Abstract

Centrally acting prolactin has been shown to have anti-stress effects by modulating the activity of the hypothalamic-pituitary-adrenal axis. We tested the hypothesis that prolactin directly targets hypothalamic corticotropin-releasing hormone (CRH) neurons. In situ hybridisation confirmed expression of mRNA encoding the long, but not the short, isoform of the prolactin receptor (PRLR) within the paraventricular nucleus (PVN) of the virgin rat; however, only 6% of CRH neurons expressed long-form Prlr mRNA. Examination of the functional response of CRH neurons to intracerebroventricular prolactin (500ng) showed that these neurons did not respond with activation of phosphorylated signal transducer and activator of transcription 5 (pSTAT5), a marker of long-form PRLR activation.

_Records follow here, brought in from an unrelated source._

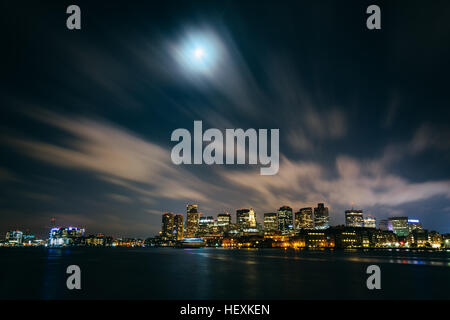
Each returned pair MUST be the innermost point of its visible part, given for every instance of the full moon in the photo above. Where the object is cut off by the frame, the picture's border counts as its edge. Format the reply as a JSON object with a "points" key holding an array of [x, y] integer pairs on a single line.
{"points": [[199, 52]]}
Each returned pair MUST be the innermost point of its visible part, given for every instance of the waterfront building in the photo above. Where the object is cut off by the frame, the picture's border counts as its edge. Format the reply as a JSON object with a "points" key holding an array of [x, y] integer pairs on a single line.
{"points": [[399, 225], [270, 223], [354, 218], [434, 239], [178, 226], [418, 238], [285, 221], [318, 239], [304, 219], [321, 217], [66, 236], [205, 225], [370, 222], [14, 237], [167, 230], [224, 221], [384, 225], [192, 220], [414, 224], [246, 218]]}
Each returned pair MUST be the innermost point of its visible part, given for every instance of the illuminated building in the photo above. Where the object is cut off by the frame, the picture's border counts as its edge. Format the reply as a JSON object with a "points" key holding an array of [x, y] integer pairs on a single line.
{"points": [[318, 239], [205, 225], [270, 223], [399, 225], [167, 230], [354, 218], [414, 224], [66, 236], [370, 222], [304, 219], [348, 237], [246, 218], [321, 217], [14, 237], [224, 221], [285, 223], [192, 219], [418, 238], [178, 226], [99, 240], [434, 239], [384, 225]]}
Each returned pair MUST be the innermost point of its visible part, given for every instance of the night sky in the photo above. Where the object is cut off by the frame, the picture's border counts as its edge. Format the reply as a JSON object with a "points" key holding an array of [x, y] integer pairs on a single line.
{"points": [[87, 115]]}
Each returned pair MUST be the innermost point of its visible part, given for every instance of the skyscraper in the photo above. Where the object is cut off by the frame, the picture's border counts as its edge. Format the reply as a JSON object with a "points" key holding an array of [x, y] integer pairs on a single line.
{"points": [[304, 219], [223, 221], [321, 217], [414, 224], [15, 237], [192, 220], [270, 222], [246, 218], [384, 225], [370, 222], [285, 223], [400, 226], [354, 218], [178, 226], [167, 229], [204, 225]]}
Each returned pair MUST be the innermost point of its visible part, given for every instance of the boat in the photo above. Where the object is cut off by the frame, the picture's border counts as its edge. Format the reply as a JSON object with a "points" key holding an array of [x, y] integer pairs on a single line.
{"points": [[191, 243]]}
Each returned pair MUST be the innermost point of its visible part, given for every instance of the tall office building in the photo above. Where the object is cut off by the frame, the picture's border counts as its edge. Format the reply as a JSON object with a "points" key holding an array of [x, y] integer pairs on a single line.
{"points": [[354, 218], [384, 225], [192, 219], [15, 237], [246, 218], [304, 219], [414, 224], [270, 222], [178, 226], [370, 222], [66, 236], [205, 224], [321, 217], [167, 229], [285, 222], [223, 221], [400, 226]]}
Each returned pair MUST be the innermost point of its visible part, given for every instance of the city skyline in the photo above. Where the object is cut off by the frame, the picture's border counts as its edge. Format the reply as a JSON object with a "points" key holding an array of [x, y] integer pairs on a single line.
{"points": [[349, 221], [87, 115]]}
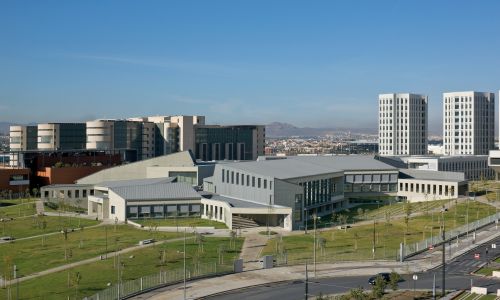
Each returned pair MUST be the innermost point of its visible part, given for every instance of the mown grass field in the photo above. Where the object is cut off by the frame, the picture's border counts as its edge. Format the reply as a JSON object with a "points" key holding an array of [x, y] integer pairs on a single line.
{"points": [[356, 243], [96, 276], [181, 222], [17, 210], [41, 253], [34, 225]]}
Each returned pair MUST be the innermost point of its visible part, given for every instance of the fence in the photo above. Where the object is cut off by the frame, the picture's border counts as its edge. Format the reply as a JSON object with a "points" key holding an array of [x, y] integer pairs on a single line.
{"points": [[418, 247], [137, 286]]}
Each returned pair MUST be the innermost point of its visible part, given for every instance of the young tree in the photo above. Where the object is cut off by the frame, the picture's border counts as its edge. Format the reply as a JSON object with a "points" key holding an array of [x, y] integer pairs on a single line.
{"points": [[379, 287], [394, 278]]}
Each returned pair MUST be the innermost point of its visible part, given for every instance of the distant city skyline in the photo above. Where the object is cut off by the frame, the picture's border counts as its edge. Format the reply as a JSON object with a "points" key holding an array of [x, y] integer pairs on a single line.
{"points": [[320, 64]]}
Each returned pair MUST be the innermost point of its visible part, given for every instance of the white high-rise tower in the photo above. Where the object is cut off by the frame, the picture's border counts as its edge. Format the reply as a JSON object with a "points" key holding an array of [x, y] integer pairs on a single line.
{"points": [[402, 124], [468, 123]]}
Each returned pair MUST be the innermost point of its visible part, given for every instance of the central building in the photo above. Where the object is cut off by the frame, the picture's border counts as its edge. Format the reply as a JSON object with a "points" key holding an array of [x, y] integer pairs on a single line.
{"points": [[402, 124]]}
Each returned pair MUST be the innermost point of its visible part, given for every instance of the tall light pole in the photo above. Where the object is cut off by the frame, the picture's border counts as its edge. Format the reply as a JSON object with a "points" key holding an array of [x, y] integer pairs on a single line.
{"points": [[184, 263], [314, 245], [373, 249], [305, 217], [443, 257]]}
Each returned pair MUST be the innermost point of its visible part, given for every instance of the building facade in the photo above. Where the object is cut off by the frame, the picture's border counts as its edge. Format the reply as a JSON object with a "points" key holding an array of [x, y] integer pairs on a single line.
{"points": [[239, 142], [61, 136], [468, 123], [403, 124]]}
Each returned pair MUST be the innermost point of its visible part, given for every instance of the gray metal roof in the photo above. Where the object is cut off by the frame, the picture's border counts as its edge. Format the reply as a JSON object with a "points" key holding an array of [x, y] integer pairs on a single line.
{"points": [[347, 162], [302, 166], [159, 191], [431, 175], [134, 182], [238, 203], [283, 168], [69, 185]]}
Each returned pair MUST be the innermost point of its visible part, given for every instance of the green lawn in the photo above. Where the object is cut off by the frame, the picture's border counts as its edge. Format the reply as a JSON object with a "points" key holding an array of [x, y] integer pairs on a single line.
{"points": [[356, 243], [30, 256], [17, 210], [95, 276], [34, 225], [182, 222]]}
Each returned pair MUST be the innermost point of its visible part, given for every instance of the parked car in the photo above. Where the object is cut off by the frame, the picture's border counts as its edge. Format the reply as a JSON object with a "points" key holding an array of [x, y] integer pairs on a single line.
{"points": [[343, 226], [145, 242], [385, 276]]}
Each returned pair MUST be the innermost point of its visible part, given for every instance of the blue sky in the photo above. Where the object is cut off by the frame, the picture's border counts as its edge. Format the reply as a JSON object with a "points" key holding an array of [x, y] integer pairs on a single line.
{"points": [[309, 63]]}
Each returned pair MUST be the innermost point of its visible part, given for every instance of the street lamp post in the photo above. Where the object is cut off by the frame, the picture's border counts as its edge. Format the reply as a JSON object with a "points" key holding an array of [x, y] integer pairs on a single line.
{"points": [[315, 218], [443, 256], [305, 217], [184, 254]]}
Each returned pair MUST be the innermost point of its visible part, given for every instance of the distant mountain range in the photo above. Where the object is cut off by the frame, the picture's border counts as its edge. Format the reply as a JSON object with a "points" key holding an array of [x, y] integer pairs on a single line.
{"points": [[277, 129]]}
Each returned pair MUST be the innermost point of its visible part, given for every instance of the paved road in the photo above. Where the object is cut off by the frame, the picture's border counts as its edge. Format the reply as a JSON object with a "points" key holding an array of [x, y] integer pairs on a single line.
{"points": [[457, 277]]}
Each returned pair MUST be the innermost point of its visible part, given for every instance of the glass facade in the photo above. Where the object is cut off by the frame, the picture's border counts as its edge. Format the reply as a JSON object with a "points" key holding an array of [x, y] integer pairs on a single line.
{"points": [[72, 136], [219, 143], [188, 177], [160, 211], [358, 183]]}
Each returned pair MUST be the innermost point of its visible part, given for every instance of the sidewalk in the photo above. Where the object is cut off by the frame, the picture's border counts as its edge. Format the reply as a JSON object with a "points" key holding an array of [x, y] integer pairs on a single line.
{"points": [[419, 263]]}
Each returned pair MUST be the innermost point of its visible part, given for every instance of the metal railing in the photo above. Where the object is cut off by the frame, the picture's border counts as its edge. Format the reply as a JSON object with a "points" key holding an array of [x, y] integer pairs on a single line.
{"points": [[129, 288]]}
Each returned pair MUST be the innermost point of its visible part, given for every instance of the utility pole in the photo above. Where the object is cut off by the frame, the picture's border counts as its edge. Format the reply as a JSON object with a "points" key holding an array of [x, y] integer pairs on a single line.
{"points": [[106, 229], [444, 261], [307, 283], [184, 263], [373, 249]]}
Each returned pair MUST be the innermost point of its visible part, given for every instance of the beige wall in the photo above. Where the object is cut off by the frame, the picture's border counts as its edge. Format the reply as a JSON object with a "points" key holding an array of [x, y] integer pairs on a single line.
{"points": [[416, 190]]}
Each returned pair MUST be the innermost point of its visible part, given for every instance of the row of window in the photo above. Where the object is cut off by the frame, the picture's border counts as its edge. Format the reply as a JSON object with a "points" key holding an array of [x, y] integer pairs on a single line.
{"points": [[233, 177]]}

However, as only a subset of neurons expressing Crh mRNA could be detected using immunohistochemistry, we utilised a transgenic mouse model to label CRH neurons with a fluorescent reporter (CRH-Cre-tdTomato). In lactating animals, chronically elevated prolactin levels resulted in significantly increased pSTAT5 expression in the PVN. Overall, few tdTomato-labelled CRH neurons were double-labelled, although a small subset of CRH neurons in the caudal PVN were pSTAT5 positive (approximately 10% of tdTomato neurons at this level, compared to 1% in the rostral PVN). These data suggest that most CRH neurons do not respond directly to prolactin. To confirm that prolactin was not activating another signalling pathway, we used a transgenic mouse line to label PRLR-expressing neurons with Cre-dependent green fluorescent protein (GFP) expression (CRH-Cre-Prlr lox/lox ). No GFP-expressing cells were evident in the PVN, indicating that in the mouse, as in the rat, the CRH neurons do not express either PRLR isoform. Together these data showed that the anti-stress effects of prolactin are not the result of prolactin directly regulating CRH neurons.